Methods: We conducted a hospital-based case-control study and collected data from 350 cases of acute myocardial infarction and 700 controls matched on age, gender, and hospital in New Delhi and Bangalore. We used conditional logistic regression to control for the matching and other risk factors.
Results: Of the controls, 48% participated in some form of leisure-time exercise compared with 38% of cases. In age- and sex-adjusted analyses, people in the highest level of leisure-time exercise (>145 metabolic equivalents [MET]-minutes per day, equivalent to 36 minutes of brisk walking per day) had a relative risk of 0.45 (95% CI: 0.31, 0.66) compared with non-exercisers.

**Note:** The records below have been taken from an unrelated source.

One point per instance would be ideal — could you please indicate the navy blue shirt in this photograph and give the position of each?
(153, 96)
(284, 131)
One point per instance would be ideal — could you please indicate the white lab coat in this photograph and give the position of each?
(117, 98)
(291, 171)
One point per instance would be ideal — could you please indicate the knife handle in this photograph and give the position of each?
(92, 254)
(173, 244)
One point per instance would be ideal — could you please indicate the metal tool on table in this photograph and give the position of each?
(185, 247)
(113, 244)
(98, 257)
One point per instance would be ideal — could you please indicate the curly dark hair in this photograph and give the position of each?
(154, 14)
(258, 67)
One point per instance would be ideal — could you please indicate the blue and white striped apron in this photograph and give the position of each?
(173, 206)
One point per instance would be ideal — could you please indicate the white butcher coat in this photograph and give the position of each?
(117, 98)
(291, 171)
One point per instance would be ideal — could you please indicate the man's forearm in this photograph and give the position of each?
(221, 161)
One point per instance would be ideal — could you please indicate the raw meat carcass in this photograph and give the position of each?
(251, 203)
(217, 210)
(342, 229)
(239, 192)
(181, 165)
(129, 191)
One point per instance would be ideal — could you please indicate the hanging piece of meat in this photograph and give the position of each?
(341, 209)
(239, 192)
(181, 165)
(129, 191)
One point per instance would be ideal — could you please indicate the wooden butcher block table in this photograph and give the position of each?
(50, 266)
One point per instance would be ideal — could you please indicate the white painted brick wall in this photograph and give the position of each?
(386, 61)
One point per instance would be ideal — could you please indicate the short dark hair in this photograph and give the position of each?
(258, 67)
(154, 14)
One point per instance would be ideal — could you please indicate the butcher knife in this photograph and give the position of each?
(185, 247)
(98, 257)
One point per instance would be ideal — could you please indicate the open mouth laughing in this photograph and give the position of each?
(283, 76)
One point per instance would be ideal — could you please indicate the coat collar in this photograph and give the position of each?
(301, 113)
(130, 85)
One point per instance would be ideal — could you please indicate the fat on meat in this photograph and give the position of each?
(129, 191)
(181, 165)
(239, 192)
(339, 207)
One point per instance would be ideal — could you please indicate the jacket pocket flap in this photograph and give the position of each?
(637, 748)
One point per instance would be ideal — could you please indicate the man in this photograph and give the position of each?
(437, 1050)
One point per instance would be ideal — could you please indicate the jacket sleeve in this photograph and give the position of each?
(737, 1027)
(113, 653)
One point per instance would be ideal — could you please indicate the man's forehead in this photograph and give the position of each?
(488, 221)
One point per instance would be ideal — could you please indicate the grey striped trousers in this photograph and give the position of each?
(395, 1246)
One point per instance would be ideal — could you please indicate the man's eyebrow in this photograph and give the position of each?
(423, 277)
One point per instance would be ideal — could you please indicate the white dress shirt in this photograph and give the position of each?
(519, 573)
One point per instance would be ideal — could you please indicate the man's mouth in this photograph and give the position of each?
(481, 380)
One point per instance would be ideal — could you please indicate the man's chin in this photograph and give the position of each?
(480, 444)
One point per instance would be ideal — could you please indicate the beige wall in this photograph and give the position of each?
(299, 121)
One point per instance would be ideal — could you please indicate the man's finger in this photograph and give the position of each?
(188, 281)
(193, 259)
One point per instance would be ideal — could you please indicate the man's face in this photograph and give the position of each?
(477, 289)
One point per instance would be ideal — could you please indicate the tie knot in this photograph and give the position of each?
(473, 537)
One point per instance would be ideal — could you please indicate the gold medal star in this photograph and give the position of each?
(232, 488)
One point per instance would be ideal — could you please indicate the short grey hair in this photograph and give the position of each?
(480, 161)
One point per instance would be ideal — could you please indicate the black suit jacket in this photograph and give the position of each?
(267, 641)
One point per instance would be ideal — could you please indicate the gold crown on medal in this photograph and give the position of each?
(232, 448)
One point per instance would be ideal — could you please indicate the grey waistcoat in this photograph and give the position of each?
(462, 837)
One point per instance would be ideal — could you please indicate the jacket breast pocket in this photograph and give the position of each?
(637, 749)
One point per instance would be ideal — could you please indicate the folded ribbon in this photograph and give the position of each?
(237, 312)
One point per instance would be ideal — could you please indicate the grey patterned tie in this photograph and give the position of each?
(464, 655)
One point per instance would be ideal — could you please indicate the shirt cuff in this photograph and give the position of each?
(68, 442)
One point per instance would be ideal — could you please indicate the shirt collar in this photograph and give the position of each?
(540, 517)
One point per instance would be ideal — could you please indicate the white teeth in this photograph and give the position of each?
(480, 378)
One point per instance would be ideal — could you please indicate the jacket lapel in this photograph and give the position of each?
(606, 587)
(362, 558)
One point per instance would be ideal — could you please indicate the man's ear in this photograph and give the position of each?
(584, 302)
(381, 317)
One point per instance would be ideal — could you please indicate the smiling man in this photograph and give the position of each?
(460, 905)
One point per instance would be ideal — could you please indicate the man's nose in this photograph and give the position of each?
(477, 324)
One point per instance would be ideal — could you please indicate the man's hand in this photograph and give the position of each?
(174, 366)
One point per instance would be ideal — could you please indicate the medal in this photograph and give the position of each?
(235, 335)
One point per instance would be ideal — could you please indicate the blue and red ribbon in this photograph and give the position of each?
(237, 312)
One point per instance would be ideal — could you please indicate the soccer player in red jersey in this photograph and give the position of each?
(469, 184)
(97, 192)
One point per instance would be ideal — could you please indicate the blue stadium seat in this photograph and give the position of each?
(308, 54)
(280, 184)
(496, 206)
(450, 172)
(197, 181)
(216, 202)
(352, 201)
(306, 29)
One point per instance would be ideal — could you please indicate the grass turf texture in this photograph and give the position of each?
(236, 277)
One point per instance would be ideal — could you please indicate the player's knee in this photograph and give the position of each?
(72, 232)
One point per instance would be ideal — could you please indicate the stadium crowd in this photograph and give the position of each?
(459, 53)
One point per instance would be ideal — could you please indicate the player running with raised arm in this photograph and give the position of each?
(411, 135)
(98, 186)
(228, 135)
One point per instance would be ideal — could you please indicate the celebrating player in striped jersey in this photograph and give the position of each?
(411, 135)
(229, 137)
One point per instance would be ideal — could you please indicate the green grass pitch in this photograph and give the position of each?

Multivariate adjustment for other risk factors did not substantially alter the association. We observed a positive association between non-work sedentary activity and CHD risk; people with >3.6 hours per day of sedentary activity (for example, television viewing) had an elevated risk of 1.88 (95% CI: 1.09, 3.20) compared with <70 minutes per day in multivariate analysis.
Conclusion: Leisure-time exercise, including as much as 35-40 minutes per day of brisk walking, was protective for CHD risk and sedentary lifestyles were positively associated with risk of CHD. Given limited resources for care of CHD in India and the important role of physical exercise in disease risk in urban India, improvements in physical activity should be promoted.